Sec. Computational Physiology and Medicine
Volume 16 - 2025 |
doi: 10.3389/fphys.2025.1518732
Prediction of time averaged wall shear stress distribution in coronary arteries' bifurcation varying in morphological features via deep learning
Provisionally accepted- K.N.Toosi University of Technology, Tehran, Iran
Understanding the hemodynamics of blood circulation is crucial to reveal the processes contributing to stenosis and atherosclerosis development. Computational fluid dynamics (CFD) facilitates this understanding by simulating blood flow patterns in coronary arteries.Nevertheless, applying CFD in fast-response scenarios presents challenge due to the high computational costs. To overcome this challenge, we integrate a deep learning (DL) method to improve efficiency and responsiveness. This study presents a DL approach for predicting Time-Averaged Wall Shear Stress (TAWSS) values in coronary arteries' bifurcation. To prepare the dataset, 1800 idealized models with varying morphological parameters are created. Afterward, we design a CNN-based U-net architecture to predict TAWSS by the point cloud of the geometries.
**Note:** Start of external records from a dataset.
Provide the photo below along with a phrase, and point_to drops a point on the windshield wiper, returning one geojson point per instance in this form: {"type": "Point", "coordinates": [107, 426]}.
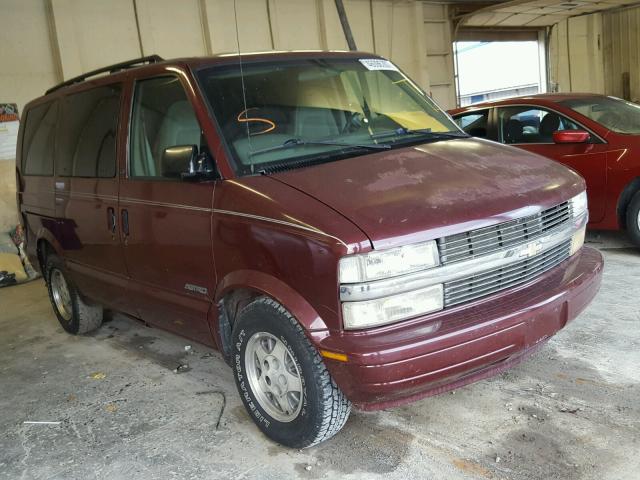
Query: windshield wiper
{"type": "Point", "coordinates": [420, 131]}
{"type": "Point", "coordinates": [295, 142]}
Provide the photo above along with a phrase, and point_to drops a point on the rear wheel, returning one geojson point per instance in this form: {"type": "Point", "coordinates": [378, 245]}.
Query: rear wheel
{"type": "Point", "coordinates": [282, 379]}
{"type": "Point", "coordinates": [74, 313]}
{"type": "Point", "coordinates": [633, 219]}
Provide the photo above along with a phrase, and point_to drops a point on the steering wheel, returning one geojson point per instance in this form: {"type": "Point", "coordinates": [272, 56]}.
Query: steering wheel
{"type": "Point", "coordinates": [355, 121]}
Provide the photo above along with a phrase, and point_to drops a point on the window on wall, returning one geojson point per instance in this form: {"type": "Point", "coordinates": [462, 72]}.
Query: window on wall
{"type": "Point", "coordinates": [162, 117]}
{"type": "Point", "coordinates": [38, 141]}
{"type": "Point", "coordinates": [86, 146]}
{"type": "Point", "coordinates": [531, 125]}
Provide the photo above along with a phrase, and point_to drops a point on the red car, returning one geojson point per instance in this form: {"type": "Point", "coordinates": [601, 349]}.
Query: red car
{"type": "Point", "coordinates": [597, 136]}
{"type": "Point", "coordinates": [312, 215]}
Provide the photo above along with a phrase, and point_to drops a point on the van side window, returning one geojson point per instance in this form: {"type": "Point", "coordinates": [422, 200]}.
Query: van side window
{"type": "Point", "coordinates": [162, 117]}
{"type": "Point", "coordinates": [38, 142]}
{"type": "Point", "coordinates": [86, 146]}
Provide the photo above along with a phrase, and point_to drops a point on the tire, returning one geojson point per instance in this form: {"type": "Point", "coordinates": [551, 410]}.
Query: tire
{"type": "Point", "coordinates": [317, 408]}
{"type": "Point", "coordinates": [633, 219]}
{"type": "Point", "coordinates": [74, 314]}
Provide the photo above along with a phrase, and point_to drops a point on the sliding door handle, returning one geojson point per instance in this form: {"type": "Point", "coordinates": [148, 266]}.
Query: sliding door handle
{"type": "Point", "coordinates": [111, 217]}
{"type": "Point", "coordinates": [125, 222]}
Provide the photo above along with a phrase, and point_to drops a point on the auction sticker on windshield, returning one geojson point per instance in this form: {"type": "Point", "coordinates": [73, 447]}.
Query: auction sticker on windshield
{"type": "Point", "coordinates": [378, 64]}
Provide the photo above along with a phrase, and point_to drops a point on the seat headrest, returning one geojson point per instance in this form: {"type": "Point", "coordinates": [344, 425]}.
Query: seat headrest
{"type": "Point", "coordinates": [513, 131]}
{"type": "Point", "coordinates": [550, 123]}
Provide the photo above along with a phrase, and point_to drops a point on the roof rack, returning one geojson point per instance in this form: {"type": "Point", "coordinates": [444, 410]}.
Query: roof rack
{"type": "Point", "coordinates": [116, 67]}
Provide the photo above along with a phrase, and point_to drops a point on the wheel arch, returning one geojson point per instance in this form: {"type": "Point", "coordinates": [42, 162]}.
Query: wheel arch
{"type": "Point", "coordinates": [239, 288]}
{"type": "Point", "coordinates": [624, 199]}
{"type": "Point", "coordinates": [46, 244]}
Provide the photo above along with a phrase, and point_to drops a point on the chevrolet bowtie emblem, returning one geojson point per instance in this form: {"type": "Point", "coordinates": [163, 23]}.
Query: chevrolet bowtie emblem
{"type": "Point", "coordinates": [531, 249]}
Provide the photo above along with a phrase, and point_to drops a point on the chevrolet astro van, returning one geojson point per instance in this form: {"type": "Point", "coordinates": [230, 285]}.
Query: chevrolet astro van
{"type": "Point", "coordinates": [312, 215]}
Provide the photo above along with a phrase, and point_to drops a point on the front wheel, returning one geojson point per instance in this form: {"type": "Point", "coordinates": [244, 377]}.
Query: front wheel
{"type": "Point", "coordinates": [282, 379]}
{"type": "Point", "coordinates": [633, 219]}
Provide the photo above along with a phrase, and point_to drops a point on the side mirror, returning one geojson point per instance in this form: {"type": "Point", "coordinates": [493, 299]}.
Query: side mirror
{"type": "Point", "coordinates": [185, 162]}
{"type": "Point", "coordinates": [571, 136]}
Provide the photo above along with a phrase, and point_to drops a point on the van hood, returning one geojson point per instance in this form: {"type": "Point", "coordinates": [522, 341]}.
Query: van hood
{"type": "Point", "coordinates": [428, 191]}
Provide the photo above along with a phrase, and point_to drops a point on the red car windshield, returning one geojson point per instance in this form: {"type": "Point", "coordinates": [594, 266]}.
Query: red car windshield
{"type": "Point", "coordinates": [611, 112]}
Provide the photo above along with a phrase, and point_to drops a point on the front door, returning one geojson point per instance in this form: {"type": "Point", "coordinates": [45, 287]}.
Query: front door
{"type": "Point", "coordinates": [165, 220]}
{"type": "Point", "coordinates": [531, 128]}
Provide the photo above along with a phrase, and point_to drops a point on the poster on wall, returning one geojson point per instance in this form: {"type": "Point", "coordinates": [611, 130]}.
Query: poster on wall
{"type": "Point", "coordinates": [8, 130]}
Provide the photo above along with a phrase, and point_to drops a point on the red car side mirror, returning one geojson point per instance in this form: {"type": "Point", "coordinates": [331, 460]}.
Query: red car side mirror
{"type": "Point", "coordinates": [571, 136]}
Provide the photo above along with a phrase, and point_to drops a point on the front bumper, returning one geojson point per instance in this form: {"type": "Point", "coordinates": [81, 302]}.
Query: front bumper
{"type": "Point", "coordinates": [404, 362]}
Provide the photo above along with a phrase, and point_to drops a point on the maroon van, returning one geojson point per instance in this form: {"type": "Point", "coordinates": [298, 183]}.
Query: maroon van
{"type": "Point", "coordinates": [314, 216]}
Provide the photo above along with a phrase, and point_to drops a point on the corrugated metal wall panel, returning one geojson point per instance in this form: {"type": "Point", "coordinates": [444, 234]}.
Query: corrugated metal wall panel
{"type": "Point", "coordinates": [621, 32]}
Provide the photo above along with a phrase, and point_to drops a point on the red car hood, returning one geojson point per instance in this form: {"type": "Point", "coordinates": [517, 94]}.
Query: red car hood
{"type": "Point", "coordinates": [431, 190]}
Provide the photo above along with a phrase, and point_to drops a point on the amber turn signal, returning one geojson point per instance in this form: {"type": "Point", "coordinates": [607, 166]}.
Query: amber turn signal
{"type": "Point", "coordinates": [341, 357]}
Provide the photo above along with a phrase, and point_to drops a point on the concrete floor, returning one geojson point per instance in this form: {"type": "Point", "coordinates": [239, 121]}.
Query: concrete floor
{"type": "Point", "coordinates": [571, 412]}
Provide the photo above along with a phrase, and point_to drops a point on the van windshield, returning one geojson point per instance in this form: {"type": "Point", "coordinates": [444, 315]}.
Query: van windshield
{"type": "Point", "coordinates": [290, 114]}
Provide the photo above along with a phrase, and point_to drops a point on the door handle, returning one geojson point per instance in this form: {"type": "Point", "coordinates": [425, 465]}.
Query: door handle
{"type": "Point", "coordinates": [125, 222]}
{"type": "Point", "coordinates": [111, 213]}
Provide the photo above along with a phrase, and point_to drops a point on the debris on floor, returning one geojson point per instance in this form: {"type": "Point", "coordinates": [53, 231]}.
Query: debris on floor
{"type": "Point", "coordinates": [183, 367]}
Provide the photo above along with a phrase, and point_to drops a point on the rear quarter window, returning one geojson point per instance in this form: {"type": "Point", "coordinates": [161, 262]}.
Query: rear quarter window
{"type": "Point", "coordinates": [38, 141]}
{"type": "Point", "coordinates": [86, 146]}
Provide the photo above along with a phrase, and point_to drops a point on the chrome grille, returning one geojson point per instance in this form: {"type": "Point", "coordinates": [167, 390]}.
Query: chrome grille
{"type": "Point", "coordinates": [491, 281]}
{"type": "Point", "coordinates": [482, 241]}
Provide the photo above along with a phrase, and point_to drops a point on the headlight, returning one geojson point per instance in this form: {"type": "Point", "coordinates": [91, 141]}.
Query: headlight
{"type": "Point", "coordinates": [388, 263]}
{"type": "Point", "coordinates": [579, 204]}
{"type": "Point", "coordinates": [371, 313]}
{"type": "Point", "coordinates": [577, 240]}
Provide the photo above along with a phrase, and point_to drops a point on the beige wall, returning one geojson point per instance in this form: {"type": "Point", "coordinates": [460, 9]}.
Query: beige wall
{"type": "Point", "coordinates": [621, 47]}
{"type": "Point", "coordinates": [47, 41]}
{"type": "Point", "coordinates": [576, 55]}
{"type": "Point", "coordinates": [594, 53]}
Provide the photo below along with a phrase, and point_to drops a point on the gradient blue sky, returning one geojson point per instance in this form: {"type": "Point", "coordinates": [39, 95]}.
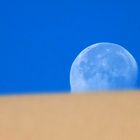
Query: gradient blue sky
{"type": "Point", "coordinates": [40, 39]}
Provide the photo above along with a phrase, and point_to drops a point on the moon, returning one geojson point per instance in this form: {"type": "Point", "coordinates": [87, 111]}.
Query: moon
{"type": "Point", "coordinates": [102, 67]}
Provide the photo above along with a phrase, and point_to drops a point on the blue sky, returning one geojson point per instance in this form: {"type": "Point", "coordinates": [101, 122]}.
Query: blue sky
{"type": "Point", "coordinates": [40, 39]}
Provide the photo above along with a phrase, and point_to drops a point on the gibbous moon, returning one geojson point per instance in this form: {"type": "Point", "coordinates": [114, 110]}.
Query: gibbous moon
{"type": "Point", "coordinates": [103, 66]}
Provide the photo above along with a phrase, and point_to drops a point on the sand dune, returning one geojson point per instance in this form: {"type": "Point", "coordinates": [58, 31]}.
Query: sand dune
{"type": "Point", "coordinates": [110, 116]}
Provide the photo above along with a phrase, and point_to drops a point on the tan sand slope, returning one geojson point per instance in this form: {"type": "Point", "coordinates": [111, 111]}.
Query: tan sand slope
{"type": "Point", "coordinates": [71, 117]}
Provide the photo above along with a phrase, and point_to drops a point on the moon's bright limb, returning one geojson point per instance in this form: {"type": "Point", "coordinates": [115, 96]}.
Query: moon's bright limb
{"type": "Point", "coordinates": [103, 66]}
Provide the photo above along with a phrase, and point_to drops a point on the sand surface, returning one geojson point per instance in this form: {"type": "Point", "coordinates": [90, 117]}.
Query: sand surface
{"type": "Point", "coordinates": [110, 116]}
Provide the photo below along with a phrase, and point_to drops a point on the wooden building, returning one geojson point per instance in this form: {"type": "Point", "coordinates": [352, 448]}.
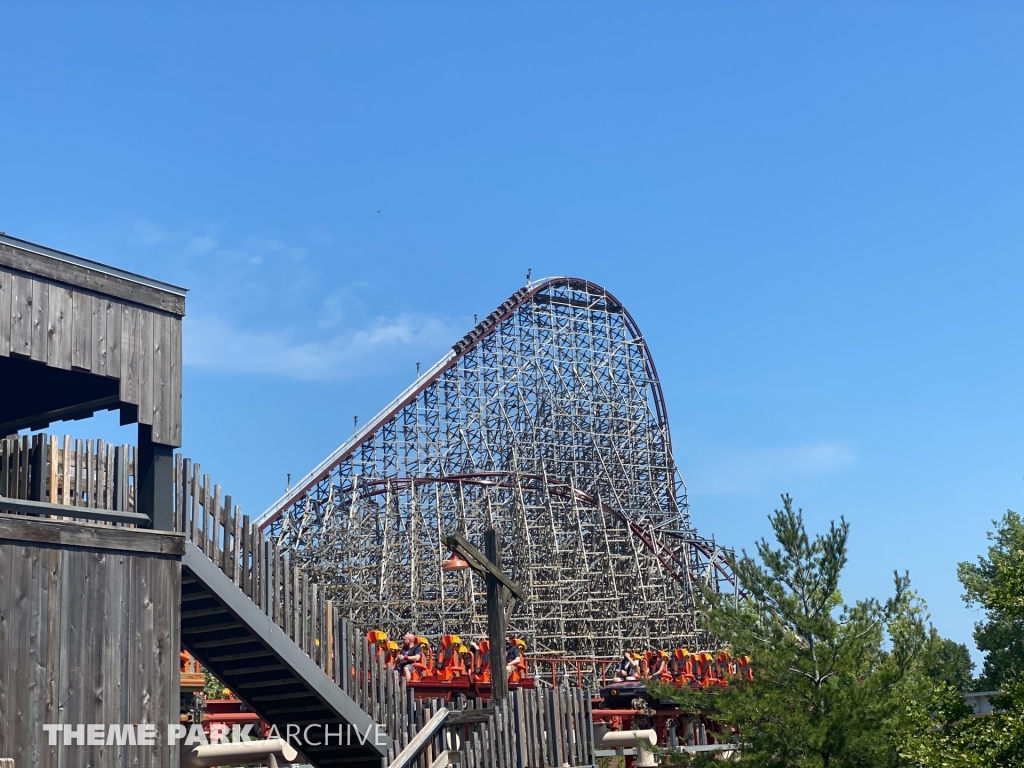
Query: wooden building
{"type": "Point", "coordinates": [89, 634]}
{"type": "Point", "coordinates": [77, 337]}
{"type": "Point", "coordinates": [90, 613]}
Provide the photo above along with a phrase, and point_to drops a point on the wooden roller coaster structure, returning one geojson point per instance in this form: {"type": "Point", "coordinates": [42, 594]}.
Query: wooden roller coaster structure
{"type": "Point", "coordinates": [548, 423]}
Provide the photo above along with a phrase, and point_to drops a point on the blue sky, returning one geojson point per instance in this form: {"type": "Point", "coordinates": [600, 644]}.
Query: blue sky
{"type": "Point", "coordinates": [814, 212]}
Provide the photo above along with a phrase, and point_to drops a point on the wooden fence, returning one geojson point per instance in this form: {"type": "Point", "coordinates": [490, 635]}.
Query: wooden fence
{"type": "Point", "coordinates": [72, 472]}
{"type": "Point", "coordinates": [531, 729]}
Moreover, this architecture is implemented using TensorFlow 2.3.0. Our results indicate that the proposed algorithms can generate results in less than one second, showcasing their suitability for applications in terms of computational efficiency.Furthermore, the DL-based predictions demonstrate strong agreement with results from CFD simulations, with a normalized mean absolute error of only 2.53% across various cases.
Keywords: Hemodynamics, deep learning, Coronary arteries, bifurcation, Computational Fluid Dynamics (CFD), time averaged wall shear stress (TAWSS)
Received: 28 Oct 2024; Accepted: 04 Feb 2025.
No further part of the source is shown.